The measure, known as real median household income includes a range of income, like paychecks, dividends, rents, profits, alimony, child support and government benefits like social security, disability, workers compensation and unemployment. Produced through an annual survey of roughly 100,000 American households, it’s a closely watched, inflation-adjusted, ballpark figure of how a “typical” American household’s financial situation has developed over the year.

And from the statistical point of view, things have really been on the upswing. The 2016 increase, follows a 5.2 percent increase in median household income in 2015, which was was the largest on records that stretched back a half century. Since 2012, when incomes fell to their lowest recent level, they’ve risen 10.7 percent. Some 2.2 million Americans gained full-time, full-year work last year. The poverty rate fell to 12.7 percent, effectively back to where it was before the Great Recession.

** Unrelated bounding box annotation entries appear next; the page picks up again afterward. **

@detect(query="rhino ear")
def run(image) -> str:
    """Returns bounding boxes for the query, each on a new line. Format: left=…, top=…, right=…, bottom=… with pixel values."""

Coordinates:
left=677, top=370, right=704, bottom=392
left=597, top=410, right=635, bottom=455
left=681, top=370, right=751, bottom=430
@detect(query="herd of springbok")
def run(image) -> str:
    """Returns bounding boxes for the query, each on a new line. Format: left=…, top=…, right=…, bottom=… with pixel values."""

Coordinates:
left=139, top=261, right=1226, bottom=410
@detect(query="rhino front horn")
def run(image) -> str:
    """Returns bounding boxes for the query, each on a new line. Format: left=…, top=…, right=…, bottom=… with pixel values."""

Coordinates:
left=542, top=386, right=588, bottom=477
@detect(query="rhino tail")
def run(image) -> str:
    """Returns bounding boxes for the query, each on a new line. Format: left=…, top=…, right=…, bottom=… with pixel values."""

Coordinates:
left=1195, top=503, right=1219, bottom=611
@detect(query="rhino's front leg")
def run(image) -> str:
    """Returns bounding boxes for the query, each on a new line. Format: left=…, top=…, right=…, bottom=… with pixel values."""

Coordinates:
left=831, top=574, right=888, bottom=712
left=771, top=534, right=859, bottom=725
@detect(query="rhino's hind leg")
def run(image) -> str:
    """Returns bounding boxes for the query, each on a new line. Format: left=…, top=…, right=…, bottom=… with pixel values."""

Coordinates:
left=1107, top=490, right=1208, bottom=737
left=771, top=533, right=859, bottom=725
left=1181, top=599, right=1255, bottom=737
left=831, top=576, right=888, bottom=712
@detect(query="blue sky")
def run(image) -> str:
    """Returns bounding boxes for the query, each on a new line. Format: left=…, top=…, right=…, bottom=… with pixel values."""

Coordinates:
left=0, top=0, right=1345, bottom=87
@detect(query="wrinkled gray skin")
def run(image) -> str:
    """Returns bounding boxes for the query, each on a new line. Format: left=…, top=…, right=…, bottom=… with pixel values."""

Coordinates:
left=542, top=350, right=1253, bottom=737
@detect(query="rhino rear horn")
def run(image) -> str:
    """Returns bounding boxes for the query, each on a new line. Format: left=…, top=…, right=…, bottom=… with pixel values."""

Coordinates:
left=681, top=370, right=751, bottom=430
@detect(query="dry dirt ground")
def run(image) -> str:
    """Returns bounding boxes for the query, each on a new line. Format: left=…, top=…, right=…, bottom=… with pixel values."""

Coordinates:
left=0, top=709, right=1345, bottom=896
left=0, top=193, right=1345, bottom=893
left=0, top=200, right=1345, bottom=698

All good things.

So if people are better off, why does everybody seem so miserable? Roughly 67 percent of the American public says it is dissatisfied with the direction the country is going in, according to recent data from Pew Research. And Americans are increasingly gloomy about the outlook for the country, with 48 percent saying that future for the next generation will be worse than today. That’s more morose than during the worse of the Great Recession and the long slow recovery. And from a longer term perspective, research has shown that Americans of middle and less than middle income are significantly less happy than they used to be.

Well, it’s actually not a huge mystery. While it’s a good thing that incomes surpassed their pre-recession levels, another way of looking at is that American households have spent the last decade clawing back to even.

More broadly, it’s important to keep in mind is that these gains in income are due to people working more, not necessarily getting paid more. Wages have largely gone nowhere for decades. In fact, the slightly different category of earnings — which includes salaries, wages and income from self employment — the news was not so great. Wages for fully employed men and women essentially showed no change over the year. And earnings for men who worked full-time throughout 2016 were $51,640, that’s basically where they were in the early 1970s.